Mathilde est déjà rentrée chez elle. Jérôme remplit de grands sacs de sport avec toutes ses affaires. Ce soir, il quitte les lieux pour installer son frère dans un endroit plus confortable, le temps de se préparer à leur grand départ là-bas. Les frères Durietz commencent déjà à me manquer.
– Nous avons encore un peu de boulot, William et moi, dit Louis. Demain, profitez-en pour vous reposer.
Nous nous donnons tous rendez-vous ici, comme prévu, après-demain, jeudi 21 juin à 13 heures, pour voir à quoi ressemble ce n° 80 avant qu'il ne soit diffusé, le soir même.
Le Vieux et William retournent dans la salle de montage. Jérôme et moi faisons un brin de ménage pour exorciser l'endroit. Jamais nous ne sommes allés aussi vite, jamais nous n'avons été aussi silencieux. Jamais nous ne reviendrons ici la nuit. Jamais plus nous ne sortirons la vodka du freezer pour aller nous pencher à la fenêtre, un verre à la main, dans le silence de la nuit. Jamais. Je passe le balai, il vide les cendriers et ferme le sac poubelle. Je n'ai pas envie de croiser son regard, il n'a pas envie de croiser le mien.
J'aide Jérôme à hisser Tristan sur ses jambes, à moitié endormi. Il demande où on le conduit, et son frère répond:
– Au George-V.
Avant de quitter le couloir, Tristan a regardé une dernière fois son canapé et sa télé à la mire crépitante.
*
Jeudi 21 juin, 14h30.
Le bureau est complètement vide. Plus d'ordinateurs, plus de tables, plus de canapé, plus de chaises, plus de machine à café, plus rien. Ne reste que le matériel vidéo. Une odeur d'eau de Javel se mêle à celle de la violette.
Les quatre-vingt-dix minutes de l'épisode n°80 viennent de s'écouler sans qu'aucun de nous n'ait prononcé le moindre mot. Jérôme applaudit, seul, pour couvrir la musique du générique de fin. Mathilde, assise par terre, écrase une larme au coin de son oeil. Le Vieux nous demande ce que nous en pensons mais personne n'ose rien dire.
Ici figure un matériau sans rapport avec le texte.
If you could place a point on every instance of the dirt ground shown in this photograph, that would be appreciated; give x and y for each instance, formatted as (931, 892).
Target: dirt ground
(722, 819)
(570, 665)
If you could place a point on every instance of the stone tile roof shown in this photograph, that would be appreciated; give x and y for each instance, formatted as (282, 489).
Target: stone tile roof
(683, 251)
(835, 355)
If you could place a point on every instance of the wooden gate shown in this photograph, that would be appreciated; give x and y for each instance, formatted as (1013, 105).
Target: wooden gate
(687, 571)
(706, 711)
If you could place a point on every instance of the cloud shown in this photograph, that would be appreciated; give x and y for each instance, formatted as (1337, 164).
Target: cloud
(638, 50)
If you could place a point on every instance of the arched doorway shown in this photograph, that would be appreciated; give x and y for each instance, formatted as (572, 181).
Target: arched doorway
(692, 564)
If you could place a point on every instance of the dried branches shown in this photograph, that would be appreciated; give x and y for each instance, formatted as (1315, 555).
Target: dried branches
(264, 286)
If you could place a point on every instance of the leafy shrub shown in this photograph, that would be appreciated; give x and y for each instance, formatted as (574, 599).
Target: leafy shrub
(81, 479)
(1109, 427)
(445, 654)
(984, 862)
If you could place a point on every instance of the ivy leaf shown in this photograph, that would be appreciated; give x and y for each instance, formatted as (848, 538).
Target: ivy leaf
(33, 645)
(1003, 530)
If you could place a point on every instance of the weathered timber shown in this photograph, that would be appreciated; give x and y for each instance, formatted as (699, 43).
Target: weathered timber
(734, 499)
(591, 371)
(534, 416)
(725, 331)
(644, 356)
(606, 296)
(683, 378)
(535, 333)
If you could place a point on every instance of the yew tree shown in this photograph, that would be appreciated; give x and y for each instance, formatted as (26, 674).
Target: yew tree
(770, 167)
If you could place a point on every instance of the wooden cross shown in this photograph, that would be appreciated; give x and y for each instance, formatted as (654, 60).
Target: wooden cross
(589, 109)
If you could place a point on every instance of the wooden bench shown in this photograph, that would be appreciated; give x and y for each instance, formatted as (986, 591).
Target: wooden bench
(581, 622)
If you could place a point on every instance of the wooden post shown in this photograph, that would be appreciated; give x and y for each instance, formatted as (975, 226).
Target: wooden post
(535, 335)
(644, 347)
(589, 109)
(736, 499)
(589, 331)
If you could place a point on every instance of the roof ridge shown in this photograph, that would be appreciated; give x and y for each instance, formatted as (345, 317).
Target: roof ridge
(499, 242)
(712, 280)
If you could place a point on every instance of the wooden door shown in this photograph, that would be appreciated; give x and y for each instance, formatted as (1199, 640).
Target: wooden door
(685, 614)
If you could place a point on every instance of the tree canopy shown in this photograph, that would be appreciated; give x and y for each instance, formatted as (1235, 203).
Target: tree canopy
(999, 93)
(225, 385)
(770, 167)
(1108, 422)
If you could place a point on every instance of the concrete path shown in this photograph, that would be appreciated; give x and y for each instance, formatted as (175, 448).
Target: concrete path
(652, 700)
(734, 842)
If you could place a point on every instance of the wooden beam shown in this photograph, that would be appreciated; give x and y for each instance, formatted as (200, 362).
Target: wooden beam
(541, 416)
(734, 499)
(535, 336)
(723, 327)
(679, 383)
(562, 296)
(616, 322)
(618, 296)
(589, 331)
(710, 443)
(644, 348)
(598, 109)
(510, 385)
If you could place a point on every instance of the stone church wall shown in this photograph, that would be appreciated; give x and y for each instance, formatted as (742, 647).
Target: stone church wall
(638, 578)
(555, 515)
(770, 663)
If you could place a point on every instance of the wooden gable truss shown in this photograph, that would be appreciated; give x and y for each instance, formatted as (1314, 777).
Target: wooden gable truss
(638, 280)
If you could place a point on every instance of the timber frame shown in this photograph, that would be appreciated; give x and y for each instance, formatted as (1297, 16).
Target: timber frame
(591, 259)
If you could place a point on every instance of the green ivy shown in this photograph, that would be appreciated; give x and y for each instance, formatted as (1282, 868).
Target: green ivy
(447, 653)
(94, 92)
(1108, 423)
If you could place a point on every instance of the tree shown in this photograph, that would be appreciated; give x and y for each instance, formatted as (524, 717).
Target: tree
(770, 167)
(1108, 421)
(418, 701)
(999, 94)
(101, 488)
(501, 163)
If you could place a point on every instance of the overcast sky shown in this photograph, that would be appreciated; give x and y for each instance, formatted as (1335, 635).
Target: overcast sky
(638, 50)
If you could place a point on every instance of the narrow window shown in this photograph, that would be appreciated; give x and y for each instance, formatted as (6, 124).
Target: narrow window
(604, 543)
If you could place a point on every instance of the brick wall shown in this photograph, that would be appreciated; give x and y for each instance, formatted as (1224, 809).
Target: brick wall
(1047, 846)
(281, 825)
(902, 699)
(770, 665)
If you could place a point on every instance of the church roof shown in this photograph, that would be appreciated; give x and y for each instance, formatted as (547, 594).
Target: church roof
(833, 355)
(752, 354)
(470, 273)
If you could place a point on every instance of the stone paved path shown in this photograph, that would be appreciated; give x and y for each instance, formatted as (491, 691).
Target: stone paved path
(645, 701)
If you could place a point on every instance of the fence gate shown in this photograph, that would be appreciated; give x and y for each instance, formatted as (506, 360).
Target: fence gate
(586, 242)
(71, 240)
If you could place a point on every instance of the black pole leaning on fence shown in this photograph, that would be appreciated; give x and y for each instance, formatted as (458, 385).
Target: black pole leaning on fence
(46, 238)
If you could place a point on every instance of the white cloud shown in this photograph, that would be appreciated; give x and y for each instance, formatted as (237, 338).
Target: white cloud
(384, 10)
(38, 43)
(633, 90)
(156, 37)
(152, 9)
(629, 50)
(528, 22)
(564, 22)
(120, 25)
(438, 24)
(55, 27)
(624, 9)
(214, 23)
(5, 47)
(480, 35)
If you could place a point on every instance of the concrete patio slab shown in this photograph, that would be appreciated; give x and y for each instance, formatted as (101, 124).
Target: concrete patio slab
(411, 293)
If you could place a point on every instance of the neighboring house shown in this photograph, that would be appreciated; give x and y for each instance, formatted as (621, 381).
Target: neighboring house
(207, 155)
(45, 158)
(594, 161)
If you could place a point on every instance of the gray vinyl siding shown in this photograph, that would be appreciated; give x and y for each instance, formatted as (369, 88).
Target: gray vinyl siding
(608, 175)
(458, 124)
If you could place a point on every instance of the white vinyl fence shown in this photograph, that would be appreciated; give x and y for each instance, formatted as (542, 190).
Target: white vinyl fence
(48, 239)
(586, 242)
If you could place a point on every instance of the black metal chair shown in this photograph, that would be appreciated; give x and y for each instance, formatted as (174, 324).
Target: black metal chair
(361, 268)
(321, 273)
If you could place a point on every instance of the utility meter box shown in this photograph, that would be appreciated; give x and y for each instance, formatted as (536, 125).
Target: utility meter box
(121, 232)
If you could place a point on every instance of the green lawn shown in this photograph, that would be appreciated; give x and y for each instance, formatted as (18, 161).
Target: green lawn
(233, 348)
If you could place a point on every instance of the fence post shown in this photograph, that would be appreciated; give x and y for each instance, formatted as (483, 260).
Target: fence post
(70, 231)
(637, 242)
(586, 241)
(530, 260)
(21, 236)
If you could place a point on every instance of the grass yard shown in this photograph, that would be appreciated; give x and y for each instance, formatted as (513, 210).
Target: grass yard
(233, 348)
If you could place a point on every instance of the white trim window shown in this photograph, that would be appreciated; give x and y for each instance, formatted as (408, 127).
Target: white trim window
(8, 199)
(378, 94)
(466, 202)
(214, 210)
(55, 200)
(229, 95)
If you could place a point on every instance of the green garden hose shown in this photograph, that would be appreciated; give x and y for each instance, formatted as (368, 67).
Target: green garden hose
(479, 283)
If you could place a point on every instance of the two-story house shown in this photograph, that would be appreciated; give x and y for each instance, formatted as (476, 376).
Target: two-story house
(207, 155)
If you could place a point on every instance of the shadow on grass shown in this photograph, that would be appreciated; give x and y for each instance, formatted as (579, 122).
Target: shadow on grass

L'épisode est très proche de ce que nous avons décidé, tous les quatre, lors de nos réunions occultes. À quoi bon exprimer quoi que ce soit après un aussi terrible spectacle.
Nous nous donnons rendez-vous vers 20 h 30 au café habituel, juste avant la diffusion, pour nous faire nos adieux. Les vrais. D'ici là, mes partenaires vont avoir chacun leurs comptes à régler. L'aboutissement de semaines entières de patients brainstormings. Ensuite, ils quitteront le territoire l'esprit libre. Étant le seul à n'avoir rien à faire de la journée, je propose à Mathilde de l'accompagner, ou même de l'attendre au café d'en face.
– Vous êtes gentil, Marco, mais il vaut mieux que j'y aille seule. Je vous raconterai ce soir comment ça s'est passé.
– Et ne vous faites pas embobiner, fait Jérôme. Je vous sens encore faiblarde sur vos jambes.